Paintings stick to the walls with blu-tac, brushed strokes by a little girl 's hand. The imagination of a child portrays a shore with orange sand, deep blue sea and a pale blue sky. A large yellow sun shines in the corner, pointing its rays on the white horses that gather in salty water. Another picture paints a message of love; a three letter word, "mum", sitting underneath a big green heart. Precious and sentimental, given to a mummy by the daughter who loves life, embraces everything around her, drowns herself in thought. Personal items; a reminder of a child I once knew.
Where has that little girl gone? The little hands that drew and painted and held my hand for protection. Where did the cuteness and the giggling and the innocence go? When did I wake up and notice the little person no longer existed? When did the will to paint and the need to draw vanish?
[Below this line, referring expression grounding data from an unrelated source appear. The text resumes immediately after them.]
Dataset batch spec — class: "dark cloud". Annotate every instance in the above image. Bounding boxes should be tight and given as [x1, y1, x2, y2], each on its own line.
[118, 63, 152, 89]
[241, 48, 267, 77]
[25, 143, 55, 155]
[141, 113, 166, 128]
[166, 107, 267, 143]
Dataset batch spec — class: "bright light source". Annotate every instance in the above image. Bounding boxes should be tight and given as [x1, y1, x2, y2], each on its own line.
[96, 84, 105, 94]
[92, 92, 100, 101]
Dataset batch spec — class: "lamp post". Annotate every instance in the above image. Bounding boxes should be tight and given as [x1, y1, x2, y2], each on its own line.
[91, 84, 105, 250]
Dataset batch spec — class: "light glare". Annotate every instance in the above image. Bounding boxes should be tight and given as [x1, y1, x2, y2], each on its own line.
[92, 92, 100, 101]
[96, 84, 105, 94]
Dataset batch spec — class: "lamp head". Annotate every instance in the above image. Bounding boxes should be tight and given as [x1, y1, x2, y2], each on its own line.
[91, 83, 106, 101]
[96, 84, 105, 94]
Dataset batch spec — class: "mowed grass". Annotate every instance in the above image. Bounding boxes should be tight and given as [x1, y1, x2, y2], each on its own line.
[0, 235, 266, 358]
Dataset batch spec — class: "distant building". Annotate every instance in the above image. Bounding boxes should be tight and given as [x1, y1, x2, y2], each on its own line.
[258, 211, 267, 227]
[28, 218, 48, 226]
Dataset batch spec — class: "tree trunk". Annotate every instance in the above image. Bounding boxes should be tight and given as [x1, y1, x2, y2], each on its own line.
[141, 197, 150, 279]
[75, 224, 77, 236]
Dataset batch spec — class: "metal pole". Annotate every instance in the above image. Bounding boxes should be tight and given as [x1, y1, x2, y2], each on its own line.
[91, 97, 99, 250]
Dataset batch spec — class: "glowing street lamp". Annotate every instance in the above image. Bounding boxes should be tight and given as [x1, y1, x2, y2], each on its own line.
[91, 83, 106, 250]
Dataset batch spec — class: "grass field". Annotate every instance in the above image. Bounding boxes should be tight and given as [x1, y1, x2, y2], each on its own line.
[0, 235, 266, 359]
How old was the child when she ceased being little? When did I suddenly assume it was okay not to ask for a hug before school, or help with socks and shoes, or insist she wear gloves? When did she suddenly grow up?
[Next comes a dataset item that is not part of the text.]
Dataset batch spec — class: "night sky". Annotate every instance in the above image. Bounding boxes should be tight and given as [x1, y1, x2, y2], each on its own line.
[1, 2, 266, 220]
The memories remain on my wall. They live on in my heart. I can see the little girl when I look at old photographs. Sometimes, I even see the little girl reappear, when she's feeling poorly and needs mummy. I want to reach out and hold her hand; rock her in my arms; snuggle against her warm, clinging body and nuzzle my head against her soft hair, smell the shampoo and the soap and the remnants of paint. Where did those years go?
She still needs me, but perhaps I need her more now. Perhaps my need for her is more nostalgia than necessity, or maybe...maybe...I want those childhood years to stay etched in my mind, afraid if I let go I will forget. Time goes so quickly. Hold onto it with both hands and paint a picture that your mind will cherish forever.